USING IRON AND SILICON ISOTOPE RATIOS AS TOOLS TO UNDERSTAND PLAGIOGRANITE AND RHYODACITE PETROGENESIS AT MID OCEAN RIDGES

The origin of silicic rocks in the mid ocean ridge (MOR) environment remains an enigma. Whether these rocks reflect fractional crystallization and/or partial melting of altered crust or some combination has been widely debated. Both plagiogranites in ophiolites and erupted rhyodacites provide evidence of differentiation to 75 wt. % SiO2. Yet, whether dacitic and rhyolitic lavas erupting in MOR environments are equivalent to plagiogranites is unknown. Here we compare the geochemistry of plutonic and volcanic suites, including Fe isotope ratios, to shed light on the origin of these silicic rocks.
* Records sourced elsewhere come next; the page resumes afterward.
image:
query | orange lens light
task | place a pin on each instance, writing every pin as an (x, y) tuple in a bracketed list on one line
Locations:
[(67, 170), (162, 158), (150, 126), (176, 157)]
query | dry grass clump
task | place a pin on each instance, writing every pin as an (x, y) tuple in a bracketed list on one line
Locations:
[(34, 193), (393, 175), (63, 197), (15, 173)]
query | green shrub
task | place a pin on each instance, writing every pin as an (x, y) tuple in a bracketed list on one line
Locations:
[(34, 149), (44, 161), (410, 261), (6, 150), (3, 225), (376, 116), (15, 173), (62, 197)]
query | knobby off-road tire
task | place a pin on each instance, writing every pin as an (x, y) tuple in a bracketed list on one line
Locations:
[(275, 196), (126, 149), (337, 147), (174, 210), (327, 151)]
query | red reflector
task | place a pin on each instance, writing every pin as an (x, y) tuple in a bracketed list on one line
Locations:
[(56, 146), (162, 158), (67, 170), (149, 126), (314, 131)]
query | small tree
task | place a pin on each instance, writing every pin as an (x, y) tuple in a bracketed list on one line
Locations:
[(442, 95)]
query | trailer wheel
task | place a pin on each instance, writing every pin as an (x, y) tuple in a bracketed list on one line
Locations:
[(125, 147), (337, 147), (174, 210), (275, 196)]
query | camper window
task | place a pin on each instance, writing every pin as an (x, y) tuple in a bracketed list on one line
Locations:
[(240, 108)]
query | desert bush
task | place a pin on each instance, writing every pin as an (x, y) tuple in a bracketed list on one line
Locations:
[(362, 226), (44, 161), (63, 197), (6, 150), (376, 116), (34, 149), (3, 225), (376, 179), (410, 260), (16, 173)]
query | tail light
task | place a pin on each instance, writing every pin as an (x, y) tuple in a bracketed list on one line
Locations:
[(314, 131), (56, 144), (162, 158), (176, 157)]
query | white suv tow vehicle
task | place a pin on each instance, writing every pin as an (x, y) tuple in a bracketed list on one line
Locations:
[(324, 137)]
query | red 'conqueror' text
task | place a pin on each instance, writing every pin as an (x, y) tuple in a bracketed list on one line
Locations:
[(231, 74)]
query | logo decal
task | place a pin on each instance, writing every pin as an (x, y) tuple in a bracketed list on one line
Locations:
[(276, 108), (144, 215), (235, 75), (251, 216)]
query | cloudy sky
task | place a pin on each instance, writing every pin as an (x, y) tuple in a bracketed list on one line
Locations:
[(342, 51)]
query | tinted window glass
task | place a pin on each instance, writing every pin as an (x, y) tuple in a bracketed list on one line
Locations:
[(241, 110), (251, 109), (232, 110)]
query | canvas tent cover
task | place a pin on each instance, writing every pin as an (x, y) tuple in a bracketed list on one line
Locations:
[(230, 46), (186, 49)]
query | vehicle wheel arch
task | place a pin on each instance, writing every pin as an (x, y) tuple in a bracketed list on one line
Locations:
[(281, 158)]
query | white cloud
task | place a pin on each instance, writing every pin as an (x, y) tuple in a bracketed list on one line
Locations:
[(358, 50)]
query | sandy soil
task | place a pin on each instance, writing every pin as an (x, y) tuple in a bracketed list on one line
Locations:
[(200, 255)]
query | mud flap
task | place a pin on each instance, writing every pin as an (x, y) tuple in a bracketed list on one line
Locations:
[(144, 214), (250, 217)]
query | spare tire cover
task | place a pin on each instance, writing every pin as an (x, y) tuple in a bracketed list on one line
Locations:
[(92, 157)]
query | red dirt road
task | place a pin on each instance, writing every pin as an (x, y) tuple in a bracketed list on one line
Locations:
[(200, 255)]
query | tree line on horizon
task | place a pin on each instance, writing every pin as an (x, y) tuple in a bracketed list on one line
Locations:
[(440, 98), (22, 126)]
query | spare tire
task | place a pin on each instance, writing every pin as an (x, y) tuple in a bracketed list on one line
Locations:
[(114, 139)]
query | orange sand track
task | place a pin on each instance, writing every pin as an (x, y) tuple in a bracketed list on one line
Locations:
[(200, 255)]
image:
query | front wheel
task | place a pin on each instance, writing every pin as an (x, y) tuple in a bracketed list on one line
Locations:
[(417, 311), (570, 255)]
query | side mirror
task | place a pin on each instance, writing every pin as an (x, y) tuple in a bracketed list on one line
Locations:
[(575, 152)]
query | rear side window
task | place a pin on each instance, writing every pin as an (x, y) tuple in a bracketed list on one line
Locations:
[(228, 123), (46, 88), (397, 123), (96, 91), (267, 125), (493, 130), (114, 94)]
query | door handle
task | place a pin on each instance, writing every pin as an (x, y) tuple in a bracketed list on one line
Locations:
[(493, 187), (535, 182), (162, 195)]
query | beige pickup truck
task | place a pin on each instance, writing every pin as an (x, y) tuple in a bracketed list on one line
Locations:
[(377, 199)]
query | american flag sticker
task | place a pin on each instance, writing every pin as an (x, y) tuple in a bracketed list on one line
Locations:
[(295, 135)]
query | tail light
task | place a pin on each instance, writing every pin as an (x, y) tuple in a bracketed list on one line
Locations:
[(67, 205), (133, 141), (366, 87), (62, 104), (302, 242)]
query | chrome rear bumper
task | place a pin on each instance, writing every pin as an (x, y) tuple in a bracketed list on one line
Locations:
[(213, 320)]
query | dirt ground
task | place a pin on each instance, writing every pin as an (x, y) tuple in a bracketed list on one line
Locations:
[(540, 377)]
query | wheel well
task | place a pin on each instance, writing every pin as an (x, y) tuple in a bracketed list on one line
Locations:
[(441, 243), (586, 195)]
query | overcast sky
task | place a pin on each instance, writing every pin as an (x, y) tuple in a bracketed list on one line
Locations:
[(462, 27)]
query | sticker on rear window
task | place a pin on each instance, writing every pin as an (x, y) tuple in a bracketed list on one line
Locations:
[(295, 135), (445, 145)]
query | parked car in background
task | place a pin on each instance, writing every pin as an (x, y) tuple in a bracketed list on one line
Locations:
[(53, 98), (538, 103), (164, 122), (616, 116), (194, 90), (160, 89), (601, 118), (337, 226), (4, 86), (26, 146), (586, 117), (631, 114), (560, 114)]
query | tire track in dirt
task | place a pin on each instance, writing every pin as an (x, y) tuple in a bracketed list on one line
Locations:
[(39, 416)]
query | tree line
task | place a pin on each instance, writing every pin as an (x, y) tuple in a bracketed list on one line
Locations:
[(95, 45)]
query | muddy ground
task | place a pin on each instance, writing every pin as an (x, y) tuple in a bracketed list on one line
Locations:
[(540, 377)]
Within the eastern Troodos Ophiolite (Cyprus) we collected 14 samples from a 700m transect from gabbros through to plagiogranites. Silica content ranges from (~45% in the gabbros to 75 wt.% in the most evolved plagiogranites. Notably, iron and silicon isotope ratios (d56Fe and d30Si) increase (become heavier) with increasing, up-section distance from the gabbros. This spatial pattern is consistent with the prediction of thermal diffusion occurring within a temperature gradient in a MOR magma lens. These isotope ratios also increase with SiO2. Similarly, δ⁵⁶Fe and δ³⁰Si within 3 silicic MOR systems (Galapagos Spreading Center, Juan de Fuca-Blanco ridge-transform intersection [RTI], and 9°N EPR overlapping spreading center [OSC]) exhibit the same relationship with heavier ratios associated with increasing silica content, suggesting a similar petrogenesis. The silicic eruptives may be a result of the melting of these large plagiogranite pods under an actively erupting spreading center. Given the ubiquitous occurrence of plagiogranite at the gabbro-sheeted dike contact in Troodos, we suggest that a plagiogranite layer may exist in nearly all oceanic crust, (although rarely observed) and is only mobilized/melted within particular tectonic settings such as RTIs and OSCs. Understanding the process forming these silicic rocks could be crucial to understanding proto-continental crust formation.